Like the moon, and the stars, and the sun

When I was a baby, my father didn’t know any lullabies so he would croon “Hey Jude” to me at night in a (usually fruitless) effort to get me to sleep. By the time I was two years old, my favourite part was the “Ju-judy, Judy, Judy, Judy, Judy -OW!” My bathtub songs cassette tape had “Octopus’s Garden” and “Yellow Submarine” on it. When my sister and I were two and five respectively, my father would put on “Lady Madonna” for us, which my sister thought was “Lady Banana.” At the line “See how they run!” he would shout “RUN!” as we would tear through the downstairs of our house, shrieking as he chased us.

So it just makes sense that, as a member of a generation who prides themselves on loving the old more than the new, I grew up to be a Beatles fan.
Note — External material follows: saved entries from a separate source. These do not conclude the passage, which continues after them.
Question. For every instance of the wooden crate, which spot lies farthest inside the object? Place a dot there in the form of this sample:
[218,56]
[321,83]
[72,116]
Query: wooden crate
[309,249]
A huge Beatles fan. My brain is full of random Beatles trivia (Bob Dylan introduced the group to marijuana after thinking the lyric “I can’t hide” was “I get high”; John Lennon was the first Beatle to be married with a child but had to keep it a secret so that they wouldn’t upset fans). Every year for Christmas, I receive the special edition Beatles cover of Rolling Stone magazine – usually if it’s John Lennon. When I saw Across the Universe at sixteen, I was amazed – I hadn’t listened to the Beatles for years, but somehow these words were flowing out like endless rain into a paper cup.

And of course, I had a favourite member of the band. John Lennon’s crusade for peace spoke to my inner hippie. His sweet, albeit nasal in a fantastic way, Liverpudlian croon was the first voice I could identify on a record. The songs he wrote became my favourites; his whimsical sketching charmed me and the flavour of Ben & Jerry’s inspired by him, “Imagine Whirled Peace” was instantly the best ice cream flavour in the world. It had chocolate chunks shaped like peace signs. How great is that?

So today, I’m keeping this short and sweet – it would have been this revolutionary thinker’s 75th birthday. 75 years old. And we are living the exact opposite life that he called us to dream of in his hit song post-breakup, Imagine. I spend more time imagining a world where tea came out of the tap than I do imagining no possessions. As I am about to embark on a 3 hour drive, I’m going to take this time to play his greatest hits and think about exactly what I can to do make a piece of my world the world that John Lennon Imagined.

Because at the end of the day, we all shine on – like the moon, and the stars, and the sun. I think John would be proud to see how much of his legacy has actually lasted.